As far as their basic core myths are concerned, there is a strict unity between Pasternak’s lyrics and Doctor Zhivago: the movement of nature which contains and informs every other event, act or human emotion, and an epic élan in describing the spatter of rainstorms and the melting of snow. The novel is the logical development of this élan, for the poet tries to include in a single discourse nature and human history, both private and public, to provide a total definition of life: the smell of the limes and the noise of the revolutionary crowds as Zhivago’s train travels towards Moscow in 1917 (Part V, chapter 13).
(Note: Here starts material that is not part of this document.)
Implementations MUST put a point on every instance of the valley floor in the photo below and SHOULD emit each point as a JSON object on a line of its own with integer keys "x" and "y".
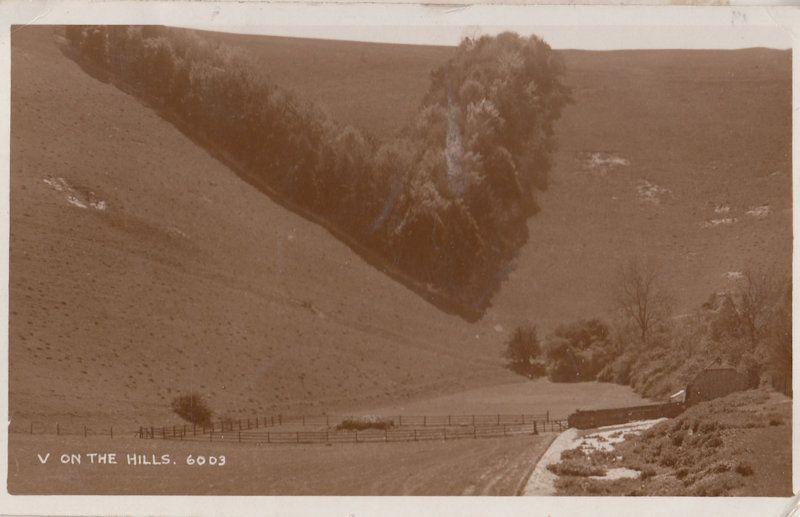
{"x": 492, "y": 466}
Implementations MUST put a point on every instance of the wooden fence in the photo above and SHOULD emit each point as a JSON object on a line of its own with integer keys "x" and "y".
{"x": 368, "y": 436}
Nature is no longer the romantic source of symbols for the poet’s inner world, a kind of dictionary for his subjective thoughts; it is something which exists before, and after, and everywhere, which man cannot change but can only try to understand, by science and poetry, and to be worthy of it.2 Pasternak continues Tolstoy’s polemic against history (‘Tolstoy did not push his thoughts to their conclusion …’, p.591; 406): it is not great men who make history, but it is not made by small men either; history moves like the plant realm, like a wood changing in springtime.3 From this derive two fundamental aspects of Pasternak’s conception: the first is his sense of the sacrality of history, seen as a solemn coming into being, transcending man, uplifting even in its tragicity; the second is an implicit lack of trust in what man does, in his capacity to construct his own destiny, in his deliberate modification of nature and society. Zhivago’s experience leads to contemplation, to the exclusive pursuit of interior perfection.
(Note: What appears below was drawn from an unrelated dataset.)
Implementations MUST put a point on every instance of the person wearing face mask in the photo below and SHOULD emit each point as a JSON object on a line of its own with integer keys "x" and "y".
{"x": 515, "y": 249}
We who, as direct or indirect descendants of Hegel, understand history and man’s relationship with the world in a different, if not diametrically opposite, way, find it difficult to agree with Pasternak’s ‘ideological’ passages. But the narrative parts, inspired by his moving vision of history-nature (particularly in the first half of the novel), communicate that aspiration towards the future which we recognise as something with which we can identify.
The mythical moment for Pasternak is the 1905 revolution. The long poems written during his ‘committed’ phase, in 1925-27, dealt with that epoch,4 and Doctor Zhivago starts from there. It was a time when the Russian people and the intelligentsia entertained very different potential and hopes: politics, morality and poetry all marched together without any order but at the same pace. ‘ “Our lads are firing”, thought Lara. And she was not referring only to Nika and Pasha, but to the whole city which was firing. “Good, honest lads”, she thought. “They are good, that’s why they’re firing” ’ (p.69; 55). The 1905 revolution contained for Pasternak all the myths of youth and all the points of departure for a certain kind of culture; it is a peak from which he surveys the jagged terrain of this first half-century and he sees it in perspective, sharp and detailed in the nearer slopes, and, as we move towards today’s horizon, smaller and less focused in the mist, with only the odd sign standing out.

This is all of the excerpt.